The New Orient, upstairs above an arcade in Elliott St, offered Chinese food that was beautifully presented, albeit the cuisine that Kiwis had come to expect in such restaurants; sweet and sour dishes, lemon chicken, fried garnished rice, whole steamed fish and much, much more.
As someone who has been writing about restaurants for more than 23 years, I am not surprised by the closure of both these stalwarts. Restaurants must continually work at progressing their business. It’s a bit like a website; if you return and nothing has changed, you have no reason to visit again. And these places each had their own formula which they sadly stuck to for more than 30 years. New Zealand is privileged to have a vibrant and diverse restaurant and café industry and these places were unfortunately overtaken by a hipper, more savvy type of Asian restaurant that suits today’s worldly traveller and diner.
But there’s also something missing in the Asian dining scene. In my travels to various parts of the world I’ve enjoyed stunning Asian meals in equally stunning surroundings. I remember more than a dozen years ago I was in London and was invited to a sneak preview of Tamarind, an Indian restaurant opening in the Shepherd’s Market precinct. I had lived in London twenty years before and usually dined out on Indian or Pakistani curries in tiny corner shop or basement restaurants, where the food was spicy and fragrant and we usually took our own beer and ate in basic surroundings. So I was stunned by the dramatic décor and spectacular presentation of the food at this exclusive Indian restaurant. It was colourful and sophisticated with knowledgeable professional service to match.
I have returned to London several times in recent years and always seek out fine ethnic eating. The meals can be a revelation, in dazzlingly decorated settings; authentic food often made with ingredients sourced in Asia, and always an appreciation of western tastes without corrupting the original cuisine. Think Alan Yau’s Chinese dim sum, Kiwi chef Nic Watt’s innovative Japanese food at Roka, or David Thomson’s divinely unusual yet authentic Thai food at Nahm in the Halkin Hotel. And an absolute plethora of Indian restaurants that are so sharp they seem like nightclubs.

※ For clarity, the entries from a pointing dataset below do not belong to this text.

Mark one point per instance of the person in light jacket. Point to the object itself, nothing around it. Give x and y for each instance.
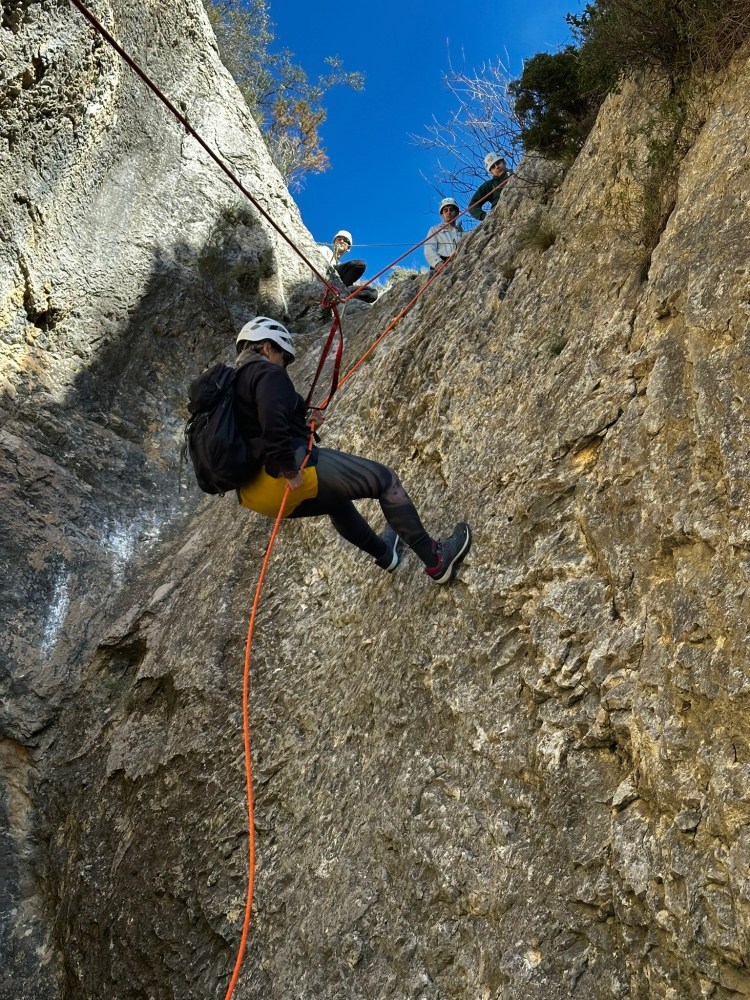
(442, 239)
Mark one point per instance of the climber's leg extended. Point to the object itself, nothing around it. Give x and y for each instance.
(343, 477)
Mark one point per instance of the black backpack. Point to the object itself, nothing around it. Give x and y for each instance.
(221, 457)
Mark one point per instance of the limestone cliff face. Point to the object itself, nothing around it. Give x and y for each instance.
(530, 784)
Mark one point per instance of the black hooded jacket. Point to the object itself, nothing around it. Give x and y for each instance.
(270, 413)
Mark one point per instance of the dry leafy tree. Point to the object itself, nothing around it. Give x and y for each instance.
(483, 120)
(286, 104)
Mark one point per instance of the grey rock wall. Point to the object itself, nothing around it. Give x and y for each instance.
(532, 783)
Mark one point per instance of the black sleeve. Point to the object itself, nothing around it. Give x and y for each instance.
(276, 399)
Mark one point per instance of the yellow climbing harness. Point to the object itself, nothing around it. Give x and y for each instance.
(264, 493)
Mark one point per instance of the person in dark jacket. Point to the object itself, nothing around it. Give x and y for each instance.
(491, 190)
(272, 417)
(350, 271)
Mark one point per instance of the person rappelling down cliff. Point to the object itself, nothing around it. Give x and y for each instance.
(272, 418)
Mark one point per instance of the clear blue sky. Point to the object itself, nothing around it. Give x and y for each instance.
(375, 186)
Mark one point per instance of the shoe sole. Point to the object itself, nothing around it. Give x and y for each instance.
(452, 567)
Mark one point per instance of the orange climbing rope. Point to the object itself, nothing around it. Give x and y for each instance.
(331, 299)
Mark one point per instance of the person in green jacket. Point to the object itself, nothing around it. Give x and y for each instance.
(491, 190)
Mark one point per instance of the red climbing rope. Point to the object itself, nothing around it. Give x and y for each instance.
(332, 298)
(98, 26)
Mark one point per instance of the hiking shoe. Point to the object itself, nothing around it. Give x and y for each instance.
(392, 556)
(450, 553)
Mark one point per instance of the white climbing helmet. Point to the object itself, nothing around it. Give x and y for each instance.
(449, 203)
(262, 328)
(491, 159)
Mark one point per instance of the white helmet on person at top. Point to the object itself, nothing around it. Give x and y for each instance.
(491, 159)
(263, 328)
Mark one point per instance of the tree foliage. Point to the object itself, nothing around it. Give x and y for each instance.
(482, 121)
(551, 104)
(287, 106)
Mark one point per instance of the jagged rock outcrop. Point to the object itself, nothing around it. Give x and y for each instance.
(532, 783)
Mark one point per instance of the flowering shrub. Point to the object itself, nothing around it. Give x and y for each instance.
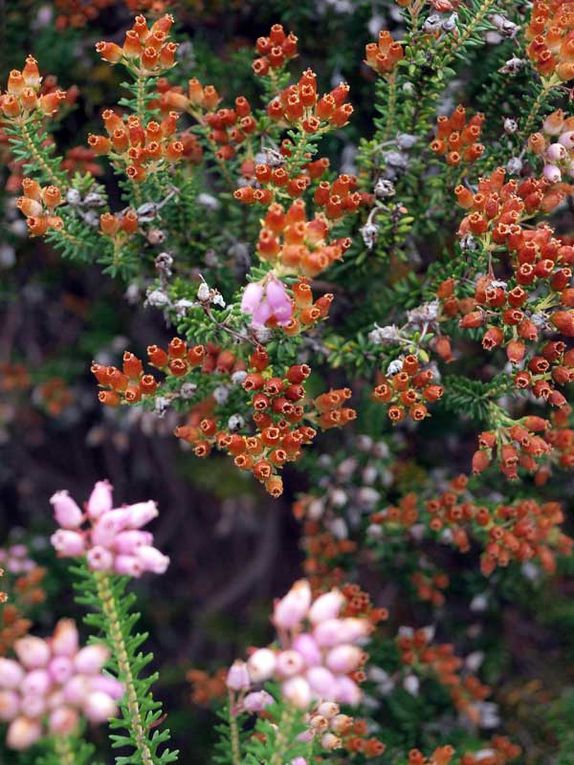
(325, 268)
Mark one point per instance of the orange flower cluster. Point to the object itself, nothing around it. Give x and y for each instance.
(429, 586)
(279, 404)
(24, 96)
(300, 104)
(503, 751)
(276, 182)
(298, 245)
(354, 739)
(516, 446)
(119, 224)
(274, 50)
(142, 149)
(407, 391)
(384, 55)
(38, 205)
(457, 138)
(551, 39)
(340, 197)
(525, 530)
(442, 755)
(205, 687)
(497, 207)
(439, 660)
(306, 311)
(146, 51)
(322, 552)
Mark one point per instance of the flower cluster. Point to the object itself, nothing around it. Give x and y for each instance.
(51, 683)
(275, 50)
(407, 389)
(550, 39)
(385, 54)
(24, 97)
(138, 149)
(38, 205)
(301, 104)
(439, 660)
(555, 144)
(295, 244)
(113, 540)
(147, 51)
(457, 138)
(318, 649)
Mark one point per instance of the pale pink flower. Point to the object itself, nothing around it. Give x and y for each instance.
(110, 538)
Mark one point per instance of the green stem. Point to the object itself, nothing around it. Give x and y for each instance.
(64, 750)
(51, 175)
(283, 739)
(235, 746)
(116, 637)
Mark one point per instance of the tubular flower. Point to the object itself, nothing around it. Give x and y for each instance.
(52, 683)
(24, 96)
(318, 649)
(38, 205)
(551, 39)
(110, 539)
(148, 51)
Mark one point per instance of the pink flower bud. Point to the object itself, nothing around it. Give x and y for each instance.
(141, 513)
(100, 500)
(252, 297)
(348, 692)
(128, 565)
(279, 301)
(238, 677)
(328, 709)
(292, 609)
(257, 701)
(63, 721)
(261, 665)
(297, 691)
(322, 682)
(65, 639)
(344, 659)
(552, 173)
(91, 659)
(100, 559)
(555, 153)
(11, 673)
(9, 705)
(23, 732)
(152, 559)
(127, 542)
(33, 652)
(33, 706)
(326, 606)
(289, 663)
(99, 707)
(76, 690)
(68, 543)
(36, 683)
(306, 645)
(108, 526)
(66, 511)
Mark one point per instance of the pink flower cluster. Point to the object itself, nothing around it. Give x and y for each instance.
(110, 538)
(267, 300)
(318, 649)
(51, 683)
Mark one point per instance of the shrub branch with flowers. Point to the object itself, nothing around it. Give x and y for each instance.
(427, 280)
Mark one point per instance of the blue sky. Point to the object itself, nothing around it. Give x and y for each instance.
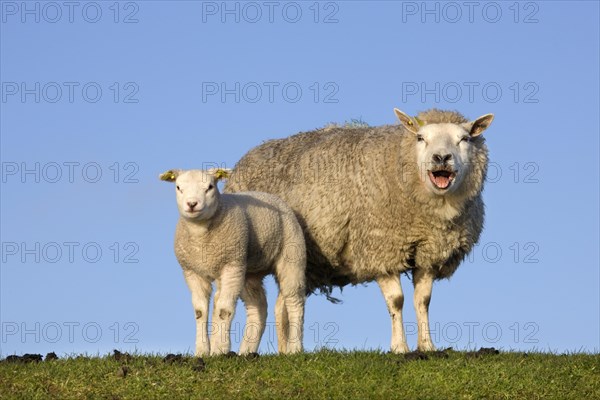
(98, 99)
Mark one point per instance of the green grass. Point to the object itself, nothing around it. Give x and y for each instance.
(319, 375)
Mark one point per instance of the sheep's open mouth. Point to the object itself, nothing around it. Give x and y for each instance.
(442, 178)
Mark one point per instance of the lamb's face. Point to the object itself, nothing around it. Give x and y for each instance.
(444, 152)
(197, 195)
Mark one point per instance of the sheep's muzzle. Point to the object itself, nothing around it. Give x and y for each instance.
(442, 177)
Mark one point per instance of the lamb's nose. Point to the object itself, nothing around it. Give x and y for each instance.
(441, 159)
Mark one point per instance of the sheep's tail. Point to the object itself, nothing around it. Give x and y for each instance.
(282, 324)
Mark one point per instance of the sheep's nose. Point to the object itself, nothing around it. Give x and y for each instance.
(441, 159)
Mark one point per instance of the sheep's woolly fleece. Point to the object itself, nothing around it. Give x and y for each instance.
(362, 204)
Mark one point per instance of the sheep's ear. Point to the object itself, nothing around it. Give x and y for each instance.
(170, 175)
(410, 123)
(220, 173)
(476, 127)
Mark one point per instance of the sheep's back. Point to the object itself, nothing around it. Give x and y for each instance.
(336, 181)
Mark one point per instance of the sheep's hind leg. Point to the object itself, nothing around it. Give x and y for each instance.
(292, 293)
(200, 289)
(394, 299)
(255, 300)
(230, 288)
(423, 282)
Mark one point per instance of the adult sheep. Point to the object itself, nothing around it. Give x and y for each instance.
(374, 202)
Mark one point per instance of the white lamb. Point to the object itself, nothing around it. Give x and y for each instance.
(236, 240)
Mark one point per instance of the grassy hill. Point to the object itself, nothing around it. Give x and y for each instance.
(318, 375)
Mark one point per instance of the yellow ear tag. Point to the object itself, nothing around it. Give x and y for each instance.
(168, 176)
(221, 173)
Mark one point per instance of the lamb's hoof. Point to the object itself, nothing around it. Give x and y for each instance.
(123, 371)
(439, 354)
(416, 355)
(426, 347)
(173, 358)
(199, 365)
(484, 351)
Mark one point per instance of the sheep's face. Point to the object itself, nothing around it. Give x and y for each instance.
(197, 195)
(445, 152)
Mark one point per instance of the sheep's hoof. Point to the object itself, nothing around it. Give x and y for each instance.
(199, 365)
(416, 355)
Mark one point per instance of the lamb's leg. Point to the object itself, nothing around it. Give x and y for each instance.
(292, 287)
(255, 299)
(423, 282)
(281, 324)
(200, 289)
(394, 299)
(230, 288)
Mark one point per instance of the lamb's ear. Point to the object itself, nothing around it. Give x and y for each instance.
(220, 173)
(410, 123)
(170, 175)
(479, 125)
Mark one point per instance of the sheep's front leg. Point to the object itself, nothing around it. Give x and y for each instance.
(423, 282)
(230, 288)
(255, 299)
(394, 299)
(200, 289)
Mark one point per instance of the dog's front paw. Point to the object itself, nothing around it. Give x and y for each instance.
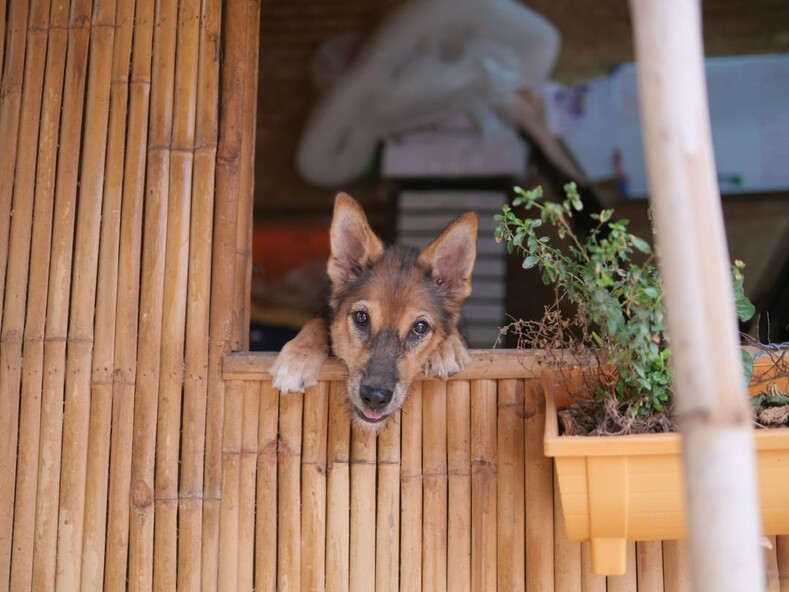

The same can be said about Asian eating in Paris, Vancouver, Los Angeles, Sydney or Shanghai and Hong Kong. They tell me that by the year 2016 one third of Auckland’s population will be Asian. So why, in contrast to the rest of the developed world is our Asian eating scene in New Zealand concentrated on cheap or economical eating? I have no problem finding delicious Asian food and not for a minute would denigrate much fine authentic cooking. We have a tradition in New Zealand cities, like most around the world, of recent immigrants setting up small food operations, driven by the need to find self-employment and to recreate the food they enjoyed in their homeland. The food is good, and they often provide exactly the experience an adventurous traveller would find in a hawker centre or as street food.
But, with the exception of less than a handful of places we are limited to economical eating out and can find no lavish, well decorated stylish Asian restaurants with equally stunning food. We can eat Korean, Hong Kong barbecue, Cantonese, Thai, Vietnamese, Laotian, Malaysian, Cambodian, Japanese, Indian and more. But it’s mostly in scruffy surroundings or food halls and comes with uninformed and sloppy service. Try getting the server to explain the composition and origin of any dish, or to translate the specials marked on the blackboard!
I believe we’re now ready to embrace even more authentic and sophisticated eating. I wish restaurateurs and their investors would move up several notches and recognise the growing refinement of our multi-cultural appetites. Maybe there might be less closures?